Consumers, the main force in keeping the economy going, spent more freely in May, driving up sales of furniture, electronics and appliances, and clothing. People also went out more to eat and drink.

Despite the gains, consumers still are watching their spending and are not leading a much hoped for postwar economic boom.

"Consumers may not be setting records for volume, but they've been buying the economy time to catch its breath," said Bill Cheney, chief economist at John Hancock.

On Wall Street, stocks moved higher. The Dow Jones industrial average gained 13.33 points to close at 9,196.55.

Important factors in consumer spending these days are low mortgage rates, solid home values and a refinancing boom that has left people with extra cash. Rates on benchmark 30-year mortgages fell to a record low of 5.21 percent this week, the mortgage company Freddie Mac reported Thursday.

Those forces are helping to offset the fallout from a sluggish job market. The unemployment rate was at a nine-year high of 6.1 percent in May.

A second government report Thursday said new applications for unemployment benefits last week dropped by a seasonally adjusted 17,000 to 430,000. The Labor Department said that even with the decline, claims have remained above 400,000 — a level associated with a lackluster job market — for 17 straight weeks.

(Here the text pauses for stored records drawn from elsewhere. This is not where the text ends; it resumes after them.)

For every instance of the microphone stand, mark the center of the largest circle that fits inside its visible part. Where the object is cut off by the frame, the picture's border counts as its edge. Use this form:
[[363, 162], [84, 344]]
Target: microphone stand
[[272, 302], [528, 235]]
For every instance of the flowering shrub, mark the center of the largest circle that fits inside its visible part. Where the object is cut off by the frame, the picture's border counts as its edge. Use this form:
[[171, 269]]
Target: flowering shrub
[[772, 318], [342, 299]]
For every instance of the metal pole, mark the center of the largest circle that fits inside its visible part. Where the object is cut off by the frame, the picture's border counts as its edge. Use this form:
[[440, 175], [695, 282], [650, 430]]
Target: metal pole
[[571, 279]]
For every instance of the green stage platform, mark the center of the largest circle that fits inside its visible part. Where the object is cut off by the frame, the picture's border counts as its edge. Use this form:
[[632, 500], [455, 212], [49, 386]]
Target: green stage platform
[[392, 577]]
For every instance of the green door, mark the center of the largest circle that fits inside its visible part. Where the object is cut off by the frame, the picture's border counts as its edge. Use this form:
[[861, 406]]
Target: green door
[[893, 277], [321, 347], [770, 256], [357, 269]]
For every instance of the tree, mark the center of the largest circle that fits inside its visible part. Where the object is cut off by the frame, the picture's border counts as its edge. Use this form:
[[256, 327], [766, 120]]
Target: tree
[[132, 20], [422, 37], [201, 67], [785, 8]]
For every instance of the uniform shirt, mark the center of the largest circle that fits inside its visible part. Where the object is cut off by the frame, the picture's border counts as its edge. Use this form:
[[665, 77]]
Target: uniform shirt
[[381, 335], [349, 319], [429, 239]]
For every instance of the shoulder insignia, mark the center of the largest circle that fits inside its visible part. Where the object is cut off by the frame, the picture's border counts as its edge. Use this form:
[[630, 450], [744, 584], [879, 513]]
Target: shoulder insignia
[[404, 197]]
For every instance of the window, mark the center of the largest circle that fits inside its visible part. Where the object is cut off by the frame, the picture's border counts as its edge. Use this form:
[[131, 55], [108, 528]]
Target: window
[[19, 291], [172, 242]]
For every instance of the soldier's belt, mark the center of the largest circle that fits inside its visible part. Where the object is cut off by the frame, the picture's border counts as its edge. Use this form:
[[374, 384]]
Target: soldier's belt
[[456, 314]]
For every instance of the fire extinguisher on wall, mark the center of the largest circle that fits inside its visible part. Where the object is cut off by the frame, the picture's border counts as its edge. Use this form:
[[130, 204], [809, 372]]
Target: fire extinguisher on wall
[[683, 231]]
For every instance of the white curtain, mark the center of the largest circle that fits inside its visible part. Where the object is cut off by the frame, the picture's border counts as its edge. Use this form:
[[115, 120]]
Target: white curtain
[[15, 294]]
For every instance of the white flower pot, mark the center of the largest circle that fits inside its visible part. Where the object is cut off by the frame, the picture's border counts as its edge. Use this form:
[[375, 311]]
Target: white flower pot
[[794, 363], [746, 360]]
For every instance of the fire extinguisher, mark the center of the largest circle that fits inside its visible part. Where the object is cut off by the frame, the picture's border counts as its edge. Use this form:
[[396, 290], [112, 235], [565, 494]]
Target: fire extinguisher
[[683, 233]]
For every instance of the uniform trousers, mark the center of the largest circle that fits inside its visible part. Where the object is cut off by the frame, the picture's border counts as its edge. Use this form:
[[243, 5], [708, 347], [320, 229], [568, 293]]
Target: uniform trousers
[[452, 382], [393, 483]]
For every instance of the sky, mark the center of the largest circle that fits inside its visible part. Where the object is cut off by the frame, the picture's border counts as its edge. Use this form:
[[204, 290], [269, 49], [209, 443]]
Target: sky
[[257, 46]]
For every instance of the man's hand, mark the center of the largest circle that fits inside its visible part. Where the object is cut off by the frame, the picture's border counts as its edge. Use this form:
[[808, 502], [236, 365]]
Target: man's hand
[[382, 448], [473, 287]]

The number of workers who continue to draw jobless benefits rose by 120,000 to a 20-year high of 3.8 million for the work week ending May 31, the most recent period for which that information is available.

The Federal Reserve has kept an important short-term interest rate at a 41-year low of 1.25 percent with the hope of motivating consumers and businesses to spend and invest more. Economists expect the Fed to reduce that rate by at least one-quarter of a percentage point at its meeting June 24-25.

A rate cut and the fresh round of tax cuts signed into law by President Bush last month should energize the economy, analysts said.

Also Thursday, the Commerce Department reported that businesses' inventories of unsold goods nudged up 0.1 percent in April as sales slid 1.5 percent.

While consumers have been doing their part to carry the economy, businesses have not. Businesses have been wary of making big investments in capital spending and in hiring.

In the retail report, sales of automobiles dipped 0.2 percent in May, despite free-financing offers and other generous incentives. That came after a 1.7 percent increase in April.

When both sales of autos and gasoline are removed from the picture, retail sales rose a brisk 0.6 percent in May.

Sales at furniture stores jumped 1.1 percent in May, compared with a 0.5 percent increase the month before. At electronics and appliance stores, sales increased 2.9 percent, up from April's 0.8 percent gain.

Clothing store sales rose 1 percent, compared with a 1.8 percent decline in April. At department stores, sales rose 0.7 percent in May, compared with a 1.2 percent drop the month before.

Sales at bars and restaurants increased 1.4 percent in May, an improvement from April's 0.4 percent drop.